In the current day, the dog meat trade is increasingly being faced with disapproval even in areas such as Yulin where the trade is most prominent, which is great news and a clear sign of progress. This is in large part thanks to younger generations. Young Chinese people are slowly becoming more aware of the perception of eating dog meat as an uncivilized habit, and as they learn about all the cruelty involved, more and more are actively choosing not to partake in it. From what we have seen on the ground this has had a direct effect on weakening the dog meat business in Yulin.
We all know that the youth decide the future, and we want to nurture, educate, and support the youth of Yulin to help put this deplorable trade to rest. With the economic hardships and high unemployment rate among youth increasing over this past year, we have unfortunately seen an unexpected spike in youth involvement in the dog meat trade, which is heartbreaking for us all. We know that they do not choose to be a part of this because they want to be. Our team on the ground in Yulin recently spoke to one young vendor (kept anonymous for his privacy), who told our team that he originally worked in the pork meat trade. Due to swine fever in recent years, he has had to shut shop - news which aligns with recent reports indicating that “as many as half of China’s breeding pigs have either died from African swine fever or been slaughtered because of the spreading disease”. The disease has swept through China’s agricultural sector and devastated livelihoods in rural economies, affecting an enormous 40 million pig farmers. With nowhere else to go, farmers like the young vendor we spoke to are sadly turning to the dog meat trade just to survive.

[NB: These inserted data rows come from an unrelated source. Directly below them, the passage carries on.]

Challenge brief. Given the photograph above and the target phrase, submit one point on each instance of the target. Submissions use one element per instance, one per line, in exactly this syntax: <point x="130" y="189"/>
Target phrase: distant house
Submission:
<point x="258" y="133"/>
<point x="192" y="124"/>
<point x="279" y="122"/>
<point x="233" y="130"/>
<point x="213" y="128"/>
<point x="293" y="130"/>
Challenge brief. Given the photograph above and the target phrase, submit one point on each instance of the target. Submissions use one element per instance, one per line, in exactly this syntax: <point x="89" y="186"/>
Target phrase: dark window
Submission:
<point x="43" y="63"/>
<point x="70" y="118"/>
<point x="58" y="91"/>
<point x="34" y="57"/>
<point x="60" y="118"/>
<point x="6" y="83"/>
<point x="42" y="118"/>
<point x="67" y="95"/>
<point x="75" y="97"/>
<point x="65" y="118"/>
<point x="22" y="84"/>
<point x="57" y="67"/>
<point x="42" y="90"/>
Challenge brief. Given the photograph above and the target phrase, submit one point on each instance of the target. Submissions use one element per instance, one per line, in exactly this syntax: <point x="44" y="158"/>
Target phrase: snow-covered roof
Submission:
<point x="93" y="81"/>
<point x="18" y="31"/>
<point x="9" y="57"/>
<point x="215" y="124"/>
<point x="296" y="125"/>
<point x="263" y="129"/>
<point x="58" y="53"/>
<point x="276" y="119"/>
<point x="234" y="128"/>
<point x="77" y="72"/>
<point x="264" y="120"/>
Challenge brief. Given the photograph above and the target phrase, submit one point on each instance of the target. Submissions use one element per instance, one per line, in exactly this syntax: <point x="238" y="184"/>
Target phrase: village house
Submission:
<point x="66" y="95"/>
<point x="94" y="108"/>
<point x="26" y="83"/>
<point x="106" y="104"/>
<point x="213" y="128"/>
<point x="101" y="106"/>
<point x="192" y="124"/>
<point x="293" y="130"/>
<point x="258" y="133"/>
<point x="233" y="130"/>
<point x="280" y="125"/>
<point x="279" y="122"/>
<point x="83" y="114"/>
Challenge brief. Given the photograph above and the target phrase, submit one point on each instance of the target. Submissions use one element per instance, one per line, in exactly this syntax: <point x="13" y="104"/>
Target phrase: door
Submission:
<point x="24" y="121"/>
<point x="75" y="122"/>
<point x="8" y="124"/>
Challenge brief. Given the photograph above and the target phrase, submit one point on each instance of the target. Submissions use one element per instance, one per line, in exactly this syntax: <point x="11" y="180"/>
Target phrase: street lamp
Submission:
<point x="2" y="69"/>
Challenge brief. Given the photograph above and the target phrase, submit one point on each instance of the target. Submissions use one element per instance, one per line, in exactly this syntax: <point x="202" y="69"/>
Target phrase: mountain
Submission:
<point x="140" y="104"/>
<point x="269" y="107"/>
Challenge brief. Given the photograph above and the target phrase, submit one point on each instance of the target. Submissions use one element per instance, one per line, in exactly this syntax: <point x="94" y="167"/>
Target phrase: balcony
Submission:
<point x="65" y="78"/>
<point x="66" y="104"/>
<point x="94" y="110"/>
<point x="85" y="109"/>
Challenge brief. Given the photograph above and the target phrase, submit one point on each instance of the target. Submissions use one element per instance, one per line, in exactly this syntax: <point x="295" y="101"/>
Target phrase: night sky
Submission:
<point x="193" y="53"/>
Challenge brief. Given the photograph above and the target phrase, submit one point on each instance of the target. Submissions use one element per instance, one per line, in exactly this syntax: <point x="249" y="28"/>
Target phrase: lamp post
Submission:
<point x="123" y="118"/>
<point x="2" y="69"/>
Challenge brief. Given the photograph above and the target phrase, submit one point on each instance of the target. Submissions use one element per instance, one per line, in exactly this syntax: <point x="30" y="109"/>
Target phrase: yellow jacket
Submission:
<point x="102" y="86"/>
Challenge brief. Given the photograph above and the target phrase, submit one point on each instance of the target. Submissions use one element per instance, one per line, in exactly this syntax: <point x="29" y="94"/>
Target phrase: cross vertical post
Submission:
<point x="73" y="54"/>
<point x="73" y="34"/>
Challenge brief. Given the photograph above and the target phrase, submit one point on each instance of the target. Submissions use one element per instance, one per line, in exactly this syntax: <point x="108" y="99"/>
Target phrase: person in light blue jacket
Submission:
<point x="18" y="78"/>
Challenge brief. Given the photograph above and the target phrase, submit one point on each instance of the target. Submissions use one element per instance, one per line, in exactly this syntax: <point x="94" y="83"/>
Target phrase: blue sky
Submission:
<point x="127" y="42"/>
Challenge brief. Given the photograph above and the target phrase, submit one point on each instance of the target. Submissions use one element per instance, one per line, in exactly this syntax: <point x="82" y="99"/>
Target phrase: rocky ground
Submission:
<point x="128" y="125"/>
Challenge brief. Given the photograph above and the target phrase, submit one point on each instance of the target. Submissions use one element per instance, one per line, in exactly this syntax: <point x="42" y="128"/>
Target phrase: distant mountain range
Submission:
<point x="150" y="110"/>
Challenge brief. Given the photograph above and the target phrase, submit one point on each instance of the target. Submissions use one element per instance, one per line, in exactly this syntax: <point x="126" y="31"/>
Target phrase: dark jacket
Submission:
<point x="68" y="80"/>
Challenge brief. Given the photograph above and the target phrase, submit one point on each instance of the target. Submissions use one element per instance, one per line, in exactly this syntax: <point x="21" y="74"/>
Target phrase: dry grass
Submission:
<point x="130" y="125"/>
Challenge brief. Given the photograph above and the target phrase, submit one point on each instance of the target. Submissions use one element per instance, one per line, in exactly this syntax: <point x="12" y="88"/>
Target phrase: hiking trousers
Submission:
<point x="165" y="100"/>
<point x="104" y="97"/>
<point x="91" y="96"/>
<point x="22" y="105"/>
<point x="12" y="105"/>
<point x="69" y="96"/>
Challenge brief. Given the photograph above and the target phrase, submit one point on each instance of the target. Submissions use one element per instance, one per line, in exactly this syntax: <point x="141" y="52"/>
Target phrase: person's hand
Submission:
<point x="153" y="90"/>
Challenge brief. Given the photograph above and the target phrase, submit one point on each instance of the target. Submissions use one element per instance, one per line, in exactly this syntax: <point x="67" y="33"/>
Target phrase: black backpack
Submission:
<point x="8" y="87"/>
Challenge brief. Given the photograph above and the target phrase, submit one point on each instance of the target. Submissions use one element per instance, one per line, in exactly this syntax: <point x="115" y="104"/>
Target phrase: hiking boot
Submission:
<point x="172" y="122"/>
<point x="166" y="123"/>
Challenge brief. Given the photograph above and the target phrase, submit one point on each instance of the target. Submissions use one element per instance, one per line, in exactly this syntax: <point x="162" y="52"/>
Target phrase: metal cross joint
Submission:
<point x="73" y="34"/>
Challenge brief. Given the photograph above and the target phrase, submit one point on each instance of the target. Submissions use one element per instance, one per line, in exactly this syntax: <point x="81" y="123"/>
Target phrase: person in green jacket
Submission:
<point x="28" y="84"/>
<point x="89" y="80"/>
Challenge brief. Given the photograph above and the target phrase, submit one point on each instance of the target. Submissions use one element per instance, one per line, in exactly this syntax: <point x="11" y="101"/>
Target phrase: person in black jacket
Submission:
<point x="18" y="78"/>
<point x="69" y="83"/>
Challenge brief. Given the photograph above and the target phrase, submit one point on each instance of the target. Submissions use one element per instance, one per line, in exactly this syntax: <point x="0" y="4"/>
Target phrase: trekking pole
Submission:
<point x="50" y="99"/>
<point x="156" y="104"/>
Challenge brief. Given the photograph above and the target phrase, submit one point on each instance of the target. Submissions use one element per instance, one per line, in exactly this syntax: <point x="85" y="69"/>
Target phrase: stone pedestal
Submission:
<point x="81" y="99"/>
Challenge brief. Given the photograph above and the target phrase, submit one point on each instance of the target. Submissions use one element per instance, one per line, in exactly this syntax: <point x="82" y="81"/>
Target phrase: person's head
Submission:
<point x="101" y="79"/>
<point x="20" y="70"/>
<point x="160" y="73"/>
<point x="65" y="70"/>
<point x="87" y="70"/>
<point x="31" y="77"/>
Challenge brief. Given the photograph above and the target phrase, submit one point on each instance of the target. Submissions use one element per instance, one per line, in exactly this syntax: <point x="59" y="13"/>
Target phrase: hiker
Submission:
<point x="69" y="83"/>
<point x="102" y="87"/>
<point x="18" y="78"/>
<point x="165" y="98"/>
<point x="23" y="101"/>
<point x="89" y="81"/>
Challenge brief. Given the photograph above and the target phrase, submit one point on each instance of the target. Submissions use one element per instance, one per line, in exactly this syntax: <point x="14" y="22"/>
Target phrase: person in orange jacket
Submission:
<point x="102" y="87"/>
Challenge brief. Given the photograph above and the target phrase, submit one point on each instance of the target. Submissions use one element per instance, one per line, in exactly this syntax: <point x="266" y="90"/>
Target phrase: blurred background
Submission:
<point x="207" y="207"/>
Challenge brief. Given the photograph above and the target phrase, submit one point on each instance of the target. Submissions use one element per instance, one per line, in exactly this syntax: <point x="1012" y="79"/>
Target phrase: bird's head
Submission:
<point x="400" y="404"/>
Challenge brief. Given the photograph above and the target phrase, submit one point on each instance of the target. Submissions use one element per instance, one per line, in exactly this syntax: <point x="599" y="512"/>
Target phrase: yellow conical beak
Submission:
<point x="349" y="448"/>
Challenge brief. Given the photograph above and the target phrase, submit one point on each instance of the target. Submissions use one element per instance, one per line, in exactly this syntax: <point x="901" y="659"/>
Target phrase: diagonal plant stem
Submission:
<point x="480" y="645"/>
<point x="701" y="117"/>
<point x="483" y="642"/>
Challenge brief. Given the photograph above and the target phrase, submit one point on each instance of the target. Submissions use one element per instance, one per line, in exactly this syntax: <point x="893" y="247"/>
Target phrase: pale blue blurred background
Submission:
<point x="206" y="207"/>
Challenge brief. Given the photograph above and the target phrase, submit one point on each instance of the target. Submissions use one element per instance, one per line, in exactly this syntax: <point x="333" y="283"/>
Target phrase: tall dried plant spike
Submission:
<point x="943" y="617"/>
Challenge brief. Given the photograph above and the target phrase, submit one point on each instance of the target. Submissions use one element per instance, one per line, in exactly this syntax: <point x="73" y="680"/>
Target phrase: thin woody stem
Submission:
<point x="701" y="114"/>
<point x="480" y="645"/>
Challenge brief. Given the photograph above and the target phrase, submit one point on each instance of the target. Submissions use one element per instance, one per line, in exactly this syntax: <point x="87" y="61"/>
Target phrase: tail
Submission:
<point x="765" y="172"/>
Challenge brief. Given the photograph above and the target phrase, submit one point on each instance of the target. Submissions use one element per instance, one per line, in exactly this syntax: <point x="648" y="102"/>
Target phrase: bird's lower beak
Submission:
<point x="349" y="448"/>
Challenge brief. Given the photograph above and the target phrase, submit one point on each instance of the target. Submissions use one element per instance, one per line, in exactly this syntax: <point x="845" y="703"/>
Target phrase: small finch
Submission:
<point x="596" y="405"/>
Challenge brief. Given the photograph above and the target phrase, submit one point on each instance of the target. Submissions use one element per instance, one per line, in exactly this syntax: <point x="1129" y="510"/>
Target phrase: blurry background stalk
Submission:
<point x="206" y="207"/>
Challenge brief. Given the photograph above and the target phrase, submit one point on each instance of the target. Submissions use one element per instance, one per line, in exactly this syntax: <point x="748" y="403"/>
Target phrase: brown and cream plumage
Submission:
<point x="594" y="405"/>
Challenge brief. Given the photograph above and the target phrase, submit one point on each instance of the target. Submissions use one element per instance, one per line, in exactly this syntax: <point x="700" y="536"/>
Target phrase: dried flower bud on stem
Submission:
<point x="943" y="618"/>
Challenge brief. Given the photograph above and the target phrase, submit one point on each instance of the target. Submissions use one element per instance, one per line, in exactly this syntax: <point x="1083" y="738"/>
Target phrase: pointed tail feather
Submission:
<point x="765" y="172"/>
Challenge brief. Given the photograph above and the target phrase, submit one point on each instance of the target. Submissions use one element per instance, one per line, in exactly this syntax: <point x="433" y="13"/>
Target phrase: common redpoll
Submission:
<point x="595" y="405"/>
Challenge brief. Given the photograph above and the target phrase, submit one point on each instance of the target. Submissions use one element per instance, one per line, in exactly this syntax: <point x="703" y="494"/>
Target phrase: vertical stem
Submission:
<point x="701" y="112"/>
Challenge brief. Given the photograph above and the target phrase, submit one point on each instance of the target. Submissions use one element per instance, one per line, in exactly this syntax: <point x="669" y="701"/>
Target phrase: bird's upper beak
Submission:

Many others are finding themselves in similar positions. Over the last few years, Duo Duo Executive Director Andrea Gung has visited Yulin 16 times, and over the course of her trips has spoken with many people who have turned to sell dog meat. Having spoken with one particular pair of older women, Duo Duo learned that one had a background in selling chicken, and another worked in clothing production. Both of these businesses regrettably failed. They came from backgrounds with little education and were unable to find well-paid jobs in Yulin. To put things in perspective, a McDonald’s Store Manager position in Yulin pays as little as $375USD/month. One of the women sadly shared how due to her work in the dog meat trade, her own son looked down on her - again, a devastating situation where vulnerable people experiencing economic hardship are driven to do work they don’t want to be doing, just to make a living.
This situation has created an urgency in Yulin for action on an individual income-based level. That’s why we have decided to prioritize the development of our long-planned Entrepreneurship Project; this will be a program that seeks to reward and help build platforms for young visionaries and innovators in Yulin, to educate and motivate them to be part of the rapidly growing pet industry in China. We are conscious of the pressure to have this set up quickly, before more displaced young people are forced to make the decision about whether to work in the dog meat trade - simply to make a living.
We recognize this is no small issue, and it is one we here at the Duo Duo Project are ready to face head-on.